The applications will run with full 3D acceleration

Apr 4, 2019 13:17 GMT  ·  By

Collabora announced a new project that would allow Linux users to run Android apps on top of their Linux desktop environments under the Wayland display server.

Running Android applications or even the Android mobile operating system on GNU/Linux computers starts to become a reality now that developers like Arne Exton released two distributions that let you run the latest Android 9.0 Pie on your PC, as well as Raspberry Pi devices.

Collabora is known for their contributions to the Linux kernel, improving the Linux support for Chrome OS and Android, among lots of other cool things, but it looks like they've been working lately on a new side project called SPURV, which enabled running of Android apps on your Linux desktop.

A containerized Android environment for Linux and Wayland

SPURV is a containerized Android environment for Linux and Wayland designed to enable you to run Android apps with full 3D acceleration in the same graphical desktop environment of your GNU/Linux operating system on top of Wayland. It consists of several components to enable audio, networking, and graphics.
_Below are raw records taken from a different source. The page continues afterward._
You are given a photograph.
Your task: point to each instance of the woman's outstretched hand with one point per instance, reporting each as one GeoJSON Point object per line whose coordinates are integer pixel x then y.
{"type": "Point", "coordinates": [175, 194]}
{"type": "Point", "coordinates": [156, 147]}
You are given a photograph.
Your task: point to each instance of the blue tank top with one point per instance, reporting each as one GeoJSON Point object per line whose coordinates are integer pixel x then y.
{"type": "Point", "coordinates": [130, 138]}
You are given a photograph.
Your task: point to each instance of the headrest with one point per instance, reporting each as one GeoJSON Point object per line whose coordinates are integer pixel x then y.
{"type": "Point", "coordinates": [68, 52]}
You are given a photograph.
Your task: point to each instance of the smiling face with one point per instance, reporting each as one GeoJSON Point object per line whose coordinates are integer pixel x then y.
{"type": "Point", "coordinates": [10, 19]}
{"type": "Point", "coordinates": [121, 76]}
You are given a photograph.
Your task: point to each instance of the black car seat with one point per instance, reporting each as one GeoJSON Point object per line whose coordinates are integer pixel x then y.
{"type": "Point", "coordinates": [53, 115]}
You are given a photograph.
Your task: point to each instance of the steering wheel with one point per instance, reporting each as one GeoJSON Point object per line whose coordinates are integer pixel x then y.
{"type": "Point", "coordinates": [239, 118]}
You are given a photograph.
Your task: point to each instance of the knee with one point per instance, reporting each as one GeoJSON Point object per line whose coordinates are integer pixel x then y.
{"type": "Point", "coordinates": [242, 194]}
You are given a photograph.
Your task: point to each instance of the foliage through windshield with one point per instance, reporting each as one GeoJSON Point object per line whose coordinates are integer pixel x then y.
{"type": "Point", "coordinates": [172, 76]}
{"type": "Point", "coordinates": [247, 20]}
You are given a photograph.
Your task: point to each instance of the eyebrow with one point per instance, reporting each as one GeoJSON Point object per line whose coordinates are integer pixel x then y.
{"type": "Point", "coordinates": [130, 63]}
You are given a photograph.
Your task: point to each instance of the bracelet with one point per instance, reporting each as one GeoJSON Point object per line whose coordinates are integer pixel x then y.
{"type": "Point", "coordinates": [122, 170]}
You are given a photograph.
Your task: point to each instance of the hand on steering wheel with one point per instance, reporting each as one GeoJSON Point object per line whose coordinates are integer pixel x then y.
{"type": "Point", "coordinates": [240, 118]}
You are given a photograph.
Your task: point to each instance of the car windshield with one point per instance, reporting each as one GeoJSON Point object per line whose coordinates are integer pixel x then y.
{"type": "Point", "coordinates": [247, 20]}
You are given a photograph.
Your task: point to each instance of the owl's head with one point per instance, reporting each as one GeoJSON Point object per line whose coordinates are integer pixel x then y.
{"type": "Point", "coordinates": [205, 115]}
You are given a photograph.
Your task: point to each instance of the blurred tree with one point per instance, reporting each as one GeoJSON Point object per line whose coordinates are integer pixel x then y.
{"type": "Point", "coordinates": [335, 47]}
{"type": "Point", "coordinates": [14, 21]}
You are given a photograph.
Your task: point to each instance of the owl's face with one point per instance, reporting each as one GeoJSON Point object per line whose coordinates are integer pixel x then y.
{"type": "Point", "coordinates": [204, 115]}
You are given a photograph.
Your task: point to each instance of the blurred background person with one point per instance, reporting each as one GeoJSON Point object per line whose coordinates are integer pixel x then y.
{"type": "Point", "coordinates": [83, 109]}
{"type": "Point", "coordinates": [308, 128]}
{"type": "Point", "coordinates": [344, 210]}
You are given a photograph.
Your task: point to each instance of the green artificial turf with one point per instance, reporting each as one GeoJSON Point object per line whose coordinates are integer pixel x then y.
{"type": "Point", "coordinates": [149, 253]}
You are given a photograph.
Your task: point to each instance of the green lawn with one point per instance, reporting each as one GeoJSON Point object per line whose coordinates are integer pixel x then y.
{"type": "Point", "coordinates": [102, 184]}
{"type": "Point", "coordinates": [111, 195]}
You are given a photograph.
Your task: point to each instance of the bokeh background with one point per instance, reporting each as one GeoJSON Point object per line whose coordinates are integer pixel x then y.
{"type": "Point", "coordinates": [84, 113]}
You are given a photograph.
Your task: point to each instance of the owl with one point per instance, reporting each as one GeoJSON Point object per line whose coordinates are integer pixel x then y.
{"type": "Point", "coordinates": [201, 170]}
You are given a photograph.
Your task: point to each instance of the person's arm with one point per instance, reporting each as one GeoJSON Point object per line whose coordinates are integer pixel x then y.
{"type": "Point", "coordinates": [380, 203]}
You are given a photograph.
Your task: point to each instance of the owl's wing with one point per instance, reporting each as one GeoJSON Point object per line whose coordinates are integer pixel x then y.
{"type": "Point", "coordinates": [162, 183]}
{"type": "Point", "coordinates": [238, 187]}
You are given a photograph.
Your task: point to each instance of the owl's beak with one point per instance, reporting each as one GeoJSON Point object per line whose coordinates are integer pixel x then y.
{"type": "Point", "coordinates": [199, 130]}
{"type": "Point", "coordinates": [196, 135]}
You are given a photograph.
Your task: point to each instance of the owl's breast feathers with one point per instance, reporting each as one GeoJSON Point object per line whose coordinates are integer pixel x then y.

"Running Android has some advantages compared to native Linux applications, for example with regard to the availability of applications and application developers," said Robert Foss. "For current non-Android systems, this work enables a path forward to running Android applications in the same graphical environment as traditional non-Android applications are run."

With SPURV, anyone can now try to run Android apps on their Linux desktop if they use Wayland. Basically, you have to download the Android (AOSP) and a Linux kernel, integrate SPURV into Android, build Android and the kernel, build a debootstrap-based root file system, and then flash the kernel, Android, and the root file system to the target device.

If care about privacy and security, we have good news for you as Collabora's SPURV project run the Android applications in a container, isolated from the rest of your Linux OS. But there's also an ugly part of running conternized apps, as they usually suffer of performance degradations.